“’Tis from him with the pudding. They call him the Flying Pieman; but his proper business is to paint pictures, at which he has a fine skill, they say. Fortune missed him, however. He married ‘for love’—a course for which there is plenty of precedent, but no authority—and love begets a family, but nothing to put in its empty crops. At the last pinch he kicked over his easel and went out to sell puddings. He did nought by halves. If his pictures are half as good as his victuals he deserves the Presidency. He hath made himself a character in the neighbourhood, but a finer one in God’s eyes, I will venture. ’Tis said that, no whit faithless to his art, he trades all day that he may indulge his real bent after hours. That is to be a man and an example.”

“To me, sir, to me, you would say; and so he is. I have no family; but that is an accident—not an excuse. I take the pieman to my heart, and see no ostentatious vanity in his shirt-frill. I read another moral here too. This is ‘Heavy Hill,’ and goes to Tyburn.”

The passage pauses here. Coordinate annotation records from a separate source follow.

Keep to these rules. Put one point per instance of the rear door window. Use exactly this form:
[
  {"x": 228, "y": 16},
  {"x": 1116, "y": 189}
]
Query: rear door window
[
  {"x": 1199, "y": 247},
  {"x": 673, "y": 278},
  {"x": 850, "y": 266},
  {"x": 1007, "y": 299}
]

“Oh, Heaven send you to the House of Correction! Come on, I beg. My office is close by.”

“Then your prayer is answered. You shall do the overseer, and whip me with maxims.”

The lawyer smacked in his lips as if he were sampling some sharp but not disagreeable berry; regarded his incorrigible companion a moment through covert eyelids; then turned and led the way across the road and under the old gate-arch of Gray’s Inn.

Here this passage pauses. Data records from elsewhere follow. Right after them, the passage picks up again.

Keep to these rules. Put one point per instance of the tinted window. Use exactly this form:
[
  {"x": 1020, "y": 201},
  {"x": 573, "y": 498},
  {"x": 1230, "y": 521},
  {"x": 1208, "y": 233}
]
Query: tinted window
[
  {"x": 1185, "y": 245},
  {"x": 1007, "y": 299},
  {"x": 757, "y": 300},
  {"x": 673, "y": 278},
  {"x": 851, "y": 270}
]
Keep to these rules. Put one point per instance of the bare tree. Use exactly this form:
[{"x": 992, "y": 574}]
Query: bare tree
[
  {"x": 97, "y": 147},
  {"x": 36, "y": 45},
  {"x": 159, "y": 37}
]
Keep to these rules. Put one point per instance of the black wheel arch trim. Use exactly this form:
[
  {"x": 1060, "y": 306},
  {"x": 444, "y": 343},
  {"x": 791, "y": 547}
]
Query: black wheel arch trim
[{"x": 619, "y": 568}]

Beyond this portal, a short distance, pleasant tranquillity prevailed. It is the humour of the Law to hatch in antique solitudes the plots that vex many lives with turmoil and disquiet. Around its Inn Halls the Devil’s cloisters invite to peripatetic contemplation of quibble and sophistry; and its silent gardens cherish that grimy tree of Death whose trunk is freckled like the serpent’s with discs of yellow.

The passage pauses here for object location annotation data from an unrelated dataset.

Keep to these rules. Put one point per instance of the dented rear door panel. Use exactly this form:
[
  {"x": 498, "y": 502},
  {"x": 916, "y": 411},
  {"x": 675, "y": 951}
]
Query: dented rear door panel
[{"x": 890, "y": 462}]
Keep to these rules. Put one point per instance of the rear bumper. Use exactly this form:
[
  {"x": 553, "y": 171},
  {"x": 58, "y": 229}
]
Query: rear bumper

Up a step or two, through a venerable doorway with fluted pilasters, the long man ushered his visitor, and so to a dusty comfortable room on the first floor, where tiers of japanned boxes, the caskets of dead passions and aspirations, were piled high against the walls like coffins in a family vault.

“Mr. Creel?” said the baronet, sitting up on a high stool and crossing his legs.

The lawyer bowed.

“So I read it on the door, sir. Believe me, I hold the name in honour for my father’s sake.”